Every character in Bali, similar to those staying in Thailand in the original, appear to enjoy access to unbelievably stylish contemporary villas; there are movies about lifeguards that don’t show off this much overhead swimming-pool footage. The characters have to convincingly occupy these lush, far-flung locations to highlight the uncomfortable paradox of how frequently everyone — including the woman wreaking vengeance upon the online stars' self-centered phoniness — nonetheless spends plenty of time in the glow of their screens.

Balanced Depictions and Digital-Age Suspense

Simultaneously, Harder hasn’t authored a rant against the vacuousness of the influencer industry. While it can be gratifying to see CW manipulate different internet celebrities, and a sense reminiscent of Hitchcock of identification lets us to hope she evades capture, the filmmaker is somewhat understanding of the major influencer characters. Previously, he keyed into the loneliness Madison felt while on ostensibly dream getaways. Here, the director appears confident that just observing Jacob at work will reveal that he is selling false masculinity to other gullible men; he resists turning into a caricature the character. He even grants Jacob a measure of dignity through depicting his true devotion to his partner; he is two-faced, yet Ariana is a collaborator in his double standards, not a victim by it.

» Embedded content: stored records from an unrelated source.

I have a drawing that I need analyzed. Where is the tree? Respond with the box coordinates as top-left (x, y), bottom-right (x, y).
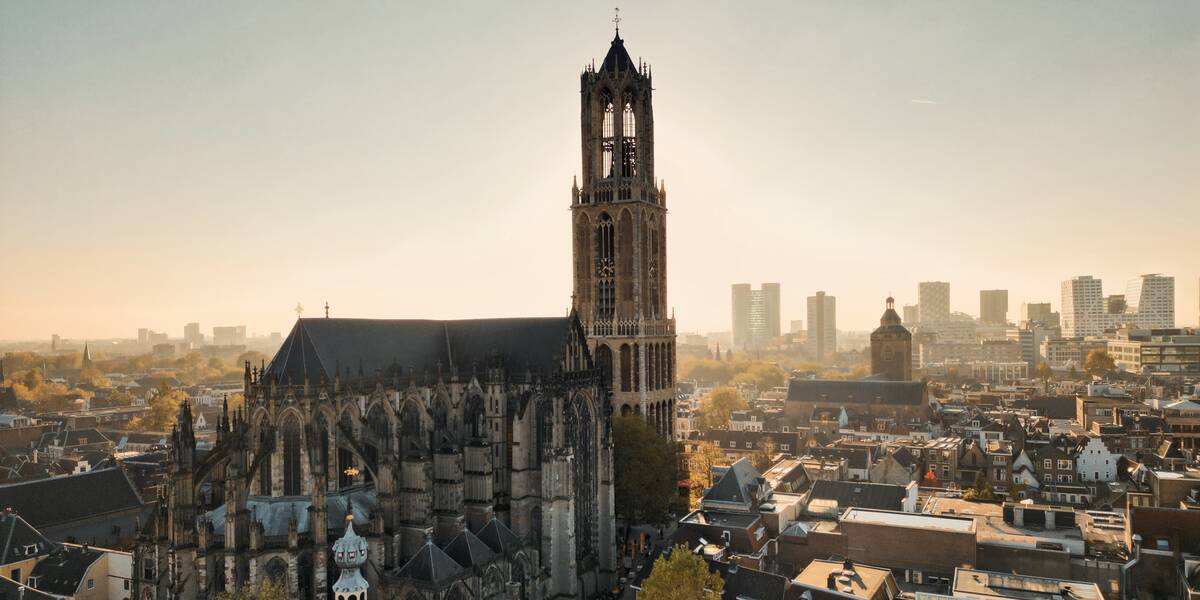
top-left (613, 415), bottom-right (677, 525)
top-left (697, 387), bottom-right (747, 431)
top-left (639, 544), bottom-right (724, 600)
top-left (1034, 361), bottom-right (1053, 391)
top-left (213, 579), bottom-right (288, 600)
top-left (687, 442), bottom-right (727, 507)
top-left (78, 367), bottom-right (111, 388)
top-left (134, 382), bottom-right (188, 431)
top-left (1085, 349), bottom-right (1116, 380)
top-left (751, 436), bottom-right (778, 473)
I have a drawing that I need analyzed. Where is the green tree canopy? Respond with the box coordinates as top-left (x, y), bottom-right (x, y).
top-left (698, 387), bottom-right (747, 430)
top-left (640, 544), bottom-right (724, 600)
top-left (613, 415), bottom-right (677, 524)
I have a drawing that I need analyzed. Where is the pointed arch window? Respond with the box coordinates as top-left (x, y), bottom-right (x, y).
top-left (621, 96), bottom-right (637, 176)
top-left (281, 415), bottom-right (302, 495)
top-left (595, 213), bottom-right (615, 321)
top-left (257, 419), bottom-right (272, 495)
top-left (601, 93), bottom-right (616, 179)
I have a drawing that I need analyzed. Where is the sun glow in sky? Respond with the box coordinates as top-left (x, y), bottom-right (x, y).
top-left (2, 1), bottom-right (1198, 341)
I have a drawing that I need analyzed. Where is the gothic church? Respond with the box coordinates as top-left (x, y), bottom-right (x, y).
top-left (137, 30), bottom-right (673, 600)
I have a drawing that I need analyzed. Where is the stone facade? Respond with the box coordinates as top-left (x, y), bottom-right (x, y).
top-left (136, 316), bottom-right (616, 600)
top-left (571, 32), bottom-right (676, 435)
top-left (870, 297), bottom-right (912, 381)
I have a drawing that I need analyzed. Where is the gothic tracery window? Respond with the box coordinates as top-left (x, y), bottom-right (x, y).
top-left (621, 97), bottom-right (637, 176)
top-left (601, 93), bottom-right (615, 179)
top-left (400, 400), bottom-right (425, 455)
top-left (281, 414), bottom-right (303, 495)
top-left (595, 213), bottom-right (615, 321)
top-left (572, 395), bottom-right (596, 557)
top-left (257, 418), bottom-right (272, 495)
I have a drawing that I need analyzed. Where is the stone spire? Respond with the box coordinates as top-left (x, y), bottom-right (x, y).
top-left (331, 505), bottom-right (369, 600)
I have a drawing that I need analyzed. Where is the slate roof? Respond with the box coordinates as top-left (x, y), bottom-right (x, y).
top-left (442, 529), bottom-right (497, 569)
top-left (787, 379), bottom-right (926, 406)
top-left (600, 33), bottom-right (637, 73)
top-left (29, 546), bottom-right (102, 596)
top-left (205, 487), bottom-right (375, 538)
top-left (397, 538), bottom-right (464, 585)
top-left (0, 468), bottom-right (143, 529)
top-left (703, 458), bottom-right (764, 507)
top-left (36, 428), bottom-right (111, 450)
top-left (808, 480), bottom-right (907, 512)
top-left (0, 511), bottom-right (54, 566)
top-left (266, 317), bottom-right (583, 384)
top-left (717, 563), bottom-right (788, 600)
top-left (477, 518), bottom-right (522, 556)
top-left (0, 574), bottom-right (55, 600)
top-left (804, 447), bottom-right (869, 471)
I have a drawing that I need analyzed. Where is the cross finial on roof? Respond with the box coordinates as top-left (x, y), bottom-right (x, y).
top-left (294, 303), bottom-right (304, 319)
top-left (325, 301), bottom-right (330, 319)
top-left (613, 7), bottom-right (621, 34)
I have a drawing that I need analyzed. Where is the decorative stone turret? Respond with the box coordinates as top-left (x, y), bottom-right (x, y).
top-left (332, 506), bottom-right (369, 600)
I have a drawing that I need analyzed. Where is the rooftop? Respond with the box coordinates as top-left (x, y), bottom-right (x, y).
top-left (794, 559), bottom-right (899, 600)
top-left (841, 508), bottom-right (975, 534)
top-left (952, 567), bottom-right (1103, 600)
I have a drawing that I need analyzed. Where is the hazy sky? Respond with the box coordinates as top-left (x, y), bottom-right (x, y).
top-left (2, 1), bottom-right (1198, 342)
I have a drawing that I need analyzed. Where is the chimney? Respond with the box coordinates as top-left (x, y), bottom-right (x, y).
top-left (827, 572), bottom-right (837, 590)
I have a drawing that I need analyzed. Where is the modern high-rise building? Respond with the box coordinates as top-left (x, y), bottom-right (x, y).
top-left (1020, 302), bottom-right (1060, 328)
top-left (731, 283), bottom-right (781, 350)
top-left (732, 284), bottom-right (751, 348)
top-left (918, 281), bottom-right (950, 323)
top-left (901, 304), bottom-right (918, 326)
top-left (979, 290), bottom-right (1009, 325)
top-left (1125, 274), bottom-right (1175, 329)
top-left (1061, 275), bottom-right (1104, 338)
top-left (806, 291), bottom-right (837, 360)
top-left (790, 320), bottom-right (805, 334)
top-left (184, 322), bottom-right (203, 347)
top-left (212, 325), bottom-right (247, 346)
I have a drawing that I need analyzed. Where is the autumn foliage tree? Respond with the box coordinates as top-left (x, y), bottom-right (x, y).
top-left (131, 382), bottom-right (189, 431)
top-left (1085, 349), bottom-right (1116, 380)
top-left (697, 387), bottom-right (747, 430)
top-left (639, 545), bottom-right (724, 600)
top-left (213, 579), bottom-right (287, 600)
top-left (687, 441), bottom-right (727, 507)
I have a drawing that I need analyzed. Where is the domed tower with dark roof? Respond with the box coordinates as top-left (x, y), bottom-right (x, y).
top-left (570, 22), bottom-right (676, 436)
top-left (871, 297), bottom-right (913, 381)
top-left (331, 509), bottom-right (369, 600)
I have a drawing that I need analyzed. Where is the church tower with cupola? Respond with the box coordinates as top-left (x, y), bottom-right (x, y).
top-left (871, 297), bottom-right (913, 381)
top-left (331, 509), bottom-right (369, 600)
top-left (571, 22), bottom-right (676, 435)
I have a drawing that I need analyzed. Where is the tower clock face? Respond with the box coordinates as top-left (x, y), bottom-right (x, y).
top-left (598, 258), bottom-right (615, 278)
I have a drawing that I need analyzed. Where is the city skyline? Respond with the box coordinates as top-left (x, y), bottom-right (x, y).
top-left (3, 1), bottom-right (1199, 340)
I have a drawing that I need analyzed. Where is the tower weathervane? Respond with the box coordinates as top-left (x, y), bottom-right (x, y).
top-left (613, 7), bottom-right (620, 33)
top-left (325, 301), bottom-right (330, 319)
top-left (294, 303), bottom-right (304, 319)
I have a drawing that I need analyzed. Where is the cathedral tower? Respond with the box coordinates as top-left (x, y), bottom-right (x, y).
top-left (572, 27), bottom-right (676, 435)
top-left (870, 297), bottom-right (913, 381)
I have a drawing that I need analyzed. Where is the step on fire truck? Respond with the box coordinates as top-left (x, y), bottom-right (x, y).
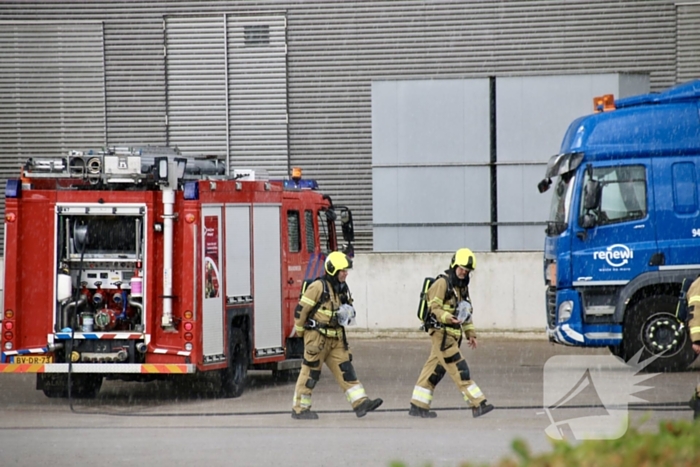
top-left (0, 146), bottom-right (355, 398)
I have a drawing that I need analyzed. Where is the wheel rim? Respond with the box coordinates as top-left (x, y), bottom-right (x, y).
top-left (641, 312), bottom-right (686, 357)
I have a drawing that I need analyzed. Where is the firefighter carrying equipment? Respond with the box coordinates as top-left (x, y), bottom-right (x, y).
top-left (410, 249), bottom-right (492, 418)
top-left (292, 262), bottom-right (381, 419)
top-left (450, 248), bottom-right (476, 271)
top-left (325, 251), bottom-right (352, 276)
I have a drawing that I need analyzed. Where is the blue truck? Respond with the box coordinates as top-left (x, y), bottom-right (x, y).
top-left (538, 79), bottom-right (700, 372)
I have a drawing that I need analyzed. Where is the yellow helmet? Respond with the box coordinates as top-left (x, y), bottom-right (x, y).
top-left (325, 251), bottom-right (353, 276)
top-left (450, 248), bottom-right (476, 271)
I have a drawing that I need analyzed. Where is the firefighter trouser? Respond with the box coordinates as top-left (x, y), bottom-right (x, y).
top-left (292, 329), bottom-right (368, 414)
top-left (410, 329), bottom-right (486, 410)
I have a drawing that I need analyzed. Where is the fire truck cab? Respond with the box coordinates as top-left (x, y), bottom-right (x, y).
top-left (0, 146), bottom-right (354, 398)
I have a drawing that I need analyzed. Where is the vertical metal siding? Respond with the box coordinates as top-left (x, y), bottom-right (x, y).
top-left (0, 21), bottom-right (106, 245)
top-left (677, 4), bottom-right (700, 83)
top-left (165, 15), bottom-right (228, 157)
top-left (164, 13), bottom-right (288, 174)
top-left (0, 1), bottom-right (684, 252)
top-left (0, 22), bottom-right (106, 157)
top-left (227, 15), bottom-right (288, 177)
top-left (103, 20), bottom-right (166, 146)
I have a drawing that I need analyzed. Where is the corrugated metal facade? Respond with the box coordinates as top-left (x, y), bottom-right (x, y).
top-left (0, 22), bottom-right (106, 165)
top-left (677, 3), bottom-right (700, 83)
top-left (104, 20), bottom-right (166, 146)
top-left (0, 0), bottom-right (689, 251)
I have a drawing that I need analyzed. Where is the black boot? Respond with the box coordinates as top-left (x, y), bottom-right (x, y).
top-left (689, 393), bottom-right (700, 420)
top-left (291, 409), bottom-right (319, 420)
top-left (354, 398), bottom-right (383, 418)
top-left (472, 400), bottom-right (494, 418)
top-left (408, 403), bottom-right (437, 418)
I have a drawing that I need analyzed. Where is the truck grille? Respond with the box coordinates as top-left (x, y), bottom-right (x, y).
top-left (546, 286), bottom-right (557, 328)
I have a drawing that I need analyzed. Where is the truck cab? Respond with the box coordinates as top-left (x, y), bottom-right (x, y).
top-left (539, 80), bottom-right (700, 372)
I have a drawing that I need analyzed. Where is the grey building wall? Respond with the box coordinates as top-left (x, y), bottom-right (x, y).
top-left (0, 0), bottom-right (694, 251)
top-left (372, 74), bottom-right (650, 252)
top-left (372, 79), bottom-right (492, 251)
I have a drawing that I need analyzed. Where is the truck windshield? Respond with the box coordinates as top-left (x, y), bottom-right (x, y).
top-left (546, 173), bottom-right (574, 236)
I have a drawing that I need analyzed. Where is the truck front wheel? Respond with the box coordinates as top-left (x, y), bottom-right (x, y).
top-left (622, 295), bottom-right (697, 372)
top-left (220, 327), bottom-right (248, 398)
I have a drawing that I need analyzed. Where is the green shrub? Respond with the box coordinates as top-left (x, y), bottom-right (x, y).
top-left (391, 420), bottom-right (700, 467)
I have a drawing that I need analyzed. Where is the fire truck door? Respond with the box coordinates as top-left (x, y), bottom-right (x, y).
top-left (282, 196), bottom-right (304, 301)
top-left (253, 205), bottom-right (283, 354)
top-left (224, 205), bottom-right (252, 300)
top-left (202, 207), bottom-right (225, 359)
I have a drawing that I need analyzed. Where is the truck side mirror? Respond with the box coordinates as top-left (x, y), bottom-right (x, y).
top-left (537, 178), bottom-right (552, 193)
top-left (339, 208), bottom-right (355, 243)
top-left (583, 179), bottom-right (601, 211)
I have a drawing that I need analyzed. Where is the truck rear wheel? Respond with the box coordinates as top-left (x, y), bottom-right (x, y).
top-left (220, 327), bottom-right (248, 398)
top-left (622, 295), bottom-right (697, 372)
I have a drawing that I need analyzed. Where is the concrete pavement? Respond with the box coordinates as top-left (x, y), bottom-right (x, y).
top-left (0, 337), bottom-right (697, 467)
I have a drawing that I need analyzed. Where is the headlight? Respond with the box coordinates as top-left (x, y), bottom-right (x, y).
top-left (558, 300), bottom-right (573, 323)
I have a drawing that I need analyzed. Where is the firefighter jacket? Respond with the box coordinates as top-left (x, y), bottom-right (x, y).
top-left (427, 276), bottom-right (476, 340)
top-left (686, 277), bottom-right (700, 345)
top-left (294, 278), bottom-right (352, 339)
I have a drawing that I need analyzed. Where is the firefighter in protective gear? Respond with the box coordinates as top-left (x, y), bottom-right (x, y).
top-left (291, 251), bottom-right (383, 419)
top-left (409, 248), bottom-right (494, 419)
top-left (684, 276), bottom-right (700, 420)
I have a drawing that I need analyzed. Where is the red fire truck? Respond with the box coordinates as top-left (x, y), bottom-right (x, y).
top-left (0, 147), bottom-right (354, 398)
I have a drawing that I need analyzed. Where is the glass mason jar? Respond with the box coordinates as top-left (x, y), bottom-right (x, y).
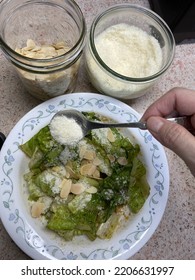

The other side of Harder’s even-keeled presentation is that it may occasionally seem that he’s nodding at elements of modern online life without investigating them further. This is especially true of the way he introduces artificial intelligence into the plot, a fascinating turn that lacks the psychological edge it deserves. The retitled sequel of Influencers could offer fans of the first movie expectations of an Aliens-style ante-upping, and the movie does eventually provide exactly that, with a suitably chaotic climax. However, initially, it resembles more a polished Alfred Hitchcock movie than an frenzied, technology-obsessed De Palma-style shocker. Influencers’ extensive use of actual places may also be what prevents it from seeming like utter horror. The world may be overrun with always-online creators, digital deception, and self-serving tourism, but reality itself remains present, at least for now.

Kristen Bailey
Kristen Bailey

Cybersecurity specialist and AI researcher with over a decade of experience in tech innovation and digital security solutions.